I get the sense that this player can do it.
Cornett approaches her role as captain just as she played golf: Try your hardest, play down the middle but don’t be afraid to use an innovative shot, use your head, swing away and, most of all, play to win. Her mind churns with ideas.
Communication is a big priority and Cornett is thinking about creating a Web site for her team.
I’ll be texting these players, she said. I use email an awful lot but they don’t. They text.
She wants her players to know the history of the Curtis Cup and its founders, Harriot and Margaret Curtis, who were sisters and social activists. She wants the players to be familiar with the backgrounds of officials from the Ladies Golf Union, Great Britain’s ruling body of women’s golf.
When they meet someone, I want them to know who they’re meeting, she said.
Cornett must also plan team practice sessions and prepare her own speeches. She’ll be required to give several. And there are the smaller worries, like the players’ rain gear.
There was a concern about the rain suits, she said. The Walker Cup Team is using them first. I heard that Jim Holtgrieve, our Walker Cup captain, jumped in the shower to try his out.
Cornett approaches all of it with earnest enthusiasm. During her two-day visit to the Women’s Amateur, she drummed up excitement about the match, even though it won’t be played until June 8-10, 2012, and drafted several willing volunteers to help her accomplish her goal.
Perhaps because of the seriousness of her career, for Cornett anything involving golf is a pleasure. I’m just having a blast being the Curtis Cup captain and watching wonderful play, wonderful golfers, she said. I suspect that that will change come June 2012 when there’s a lot of pressure in moments such as figuring out who to pair together in foursomes, but right now, it’s a lot of fun.
Competing as a player and serving as Curtis Cup captain are two entirely different roles.

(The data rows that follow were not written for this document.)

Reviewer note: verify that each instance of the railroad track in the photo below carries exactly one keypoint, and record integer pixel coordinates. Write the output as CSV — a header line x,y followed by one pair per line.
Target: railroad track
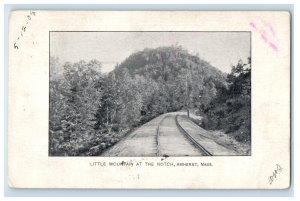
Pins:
x,y
157,137
191,139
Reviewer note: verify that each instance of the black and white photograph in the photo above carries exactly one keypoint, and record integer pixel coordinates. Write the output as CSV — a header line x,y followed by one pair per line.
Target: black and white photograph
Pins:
x,y
149,94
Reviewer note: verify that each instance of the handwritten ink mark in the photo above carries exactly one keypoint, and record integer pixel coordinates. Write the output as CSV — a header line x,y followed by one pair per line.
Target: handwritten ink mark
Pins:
x,y
275,174
23,28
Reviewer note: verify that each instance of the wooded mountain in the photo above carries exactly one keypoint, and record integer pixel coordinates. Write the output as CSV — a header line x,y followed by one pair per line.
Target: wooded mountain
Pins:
x,y
90,111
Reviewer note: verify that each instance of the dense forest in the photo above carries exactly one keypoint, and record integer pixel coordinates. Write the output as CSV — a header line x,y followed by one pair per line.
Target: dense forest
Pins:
x,y
90,111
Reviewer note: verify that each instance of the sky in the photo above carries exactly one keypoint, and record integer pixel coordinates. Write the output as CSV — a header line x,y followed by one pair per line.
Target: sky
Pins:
x,y
220,49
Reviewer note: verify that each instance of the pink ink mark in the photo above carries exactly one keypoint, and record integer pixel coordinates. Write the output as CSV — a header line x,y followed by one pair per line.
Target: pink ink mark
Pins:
x,y
253,25
266,32
270,27
273,46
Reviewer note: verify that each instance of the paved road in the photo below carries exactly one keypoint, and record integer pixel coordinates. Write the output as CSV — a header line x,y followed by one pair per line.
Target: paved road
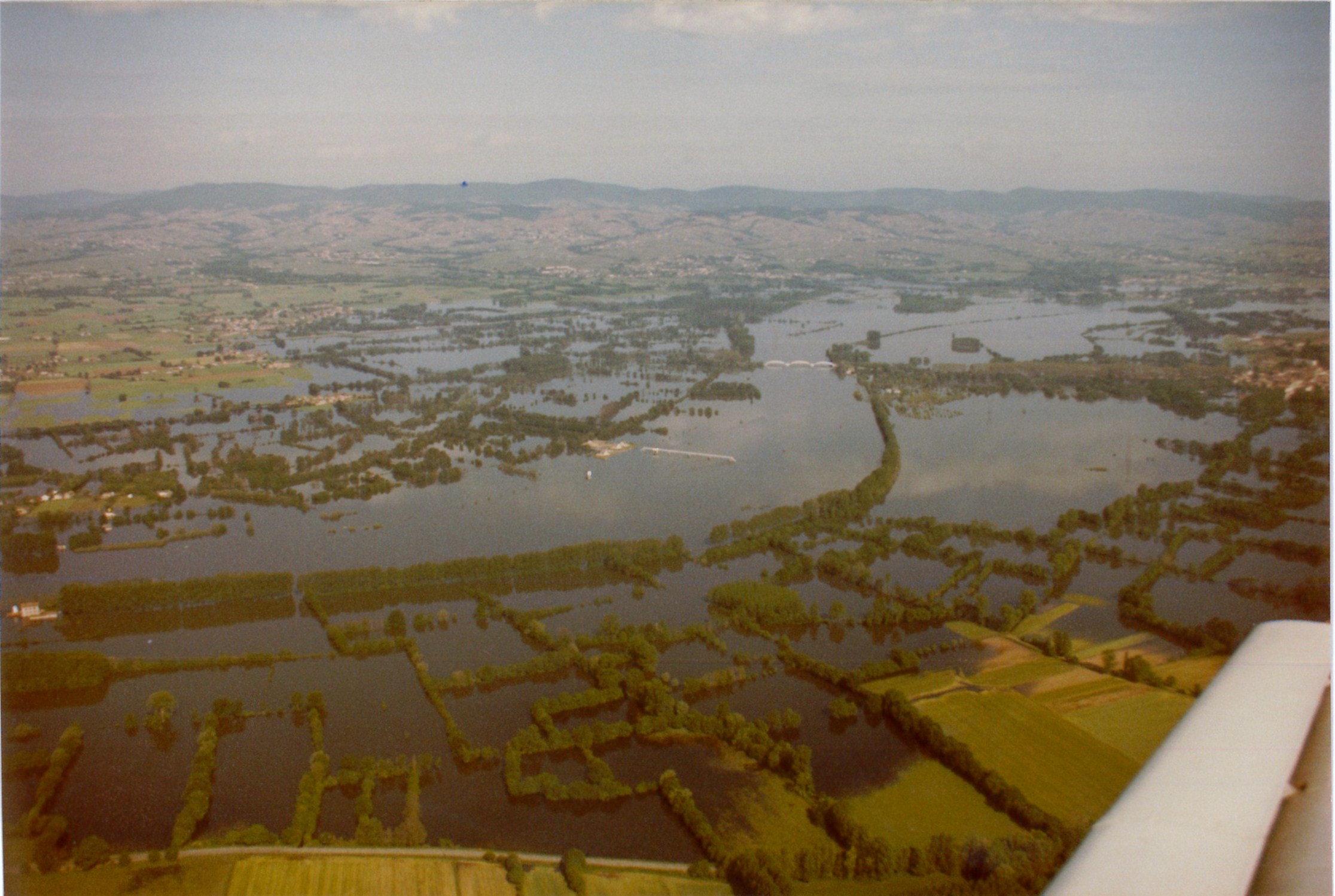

Which is best?
I had the great fun of being at the U.S. Women’s Open with Judy Bell (two-time Curtis Cup player and captain) out on the 15th hole and she got that twinkle in her eye and said, ‘Do you miss it?’ I started analyzing it and thinking about the pressure, and I asked her, ‘Do you?’ She said, ‘Of course. Yes.’
I think about the Women’s Amateurs I’ve played in and opportunities missed, yes, but I still get to play. I’ll have a USGA Senior Women’s Amateur qualifier next week and the Women’s Mid-Am the following week, so I’m still playing and I still enjoy the competition, but at my appropriate level, she said with a laugh.
This week she was one of the busiest people at Rhode Island Country Club, dashing from match to match to watch the competitors play.
Oh boy, they hit such wonderful shots and have such wonderful golf swings, it’s a pure joy to watch them play, she said. I’m having just a great time watching. They all play so very, very well. Great strikers of the ball. Just wonderful golf games, so it’s been a lot of fun to watch.
Cornett left the course, caught the shuttle to her hotel and then took a plane home to San Francisco, to her family and patients and her everyday life. Someone once said that the Curtis Cup Match is the best-kept secret in golf. But for Pat Cornett, it’s no secret that it’s a very big deal.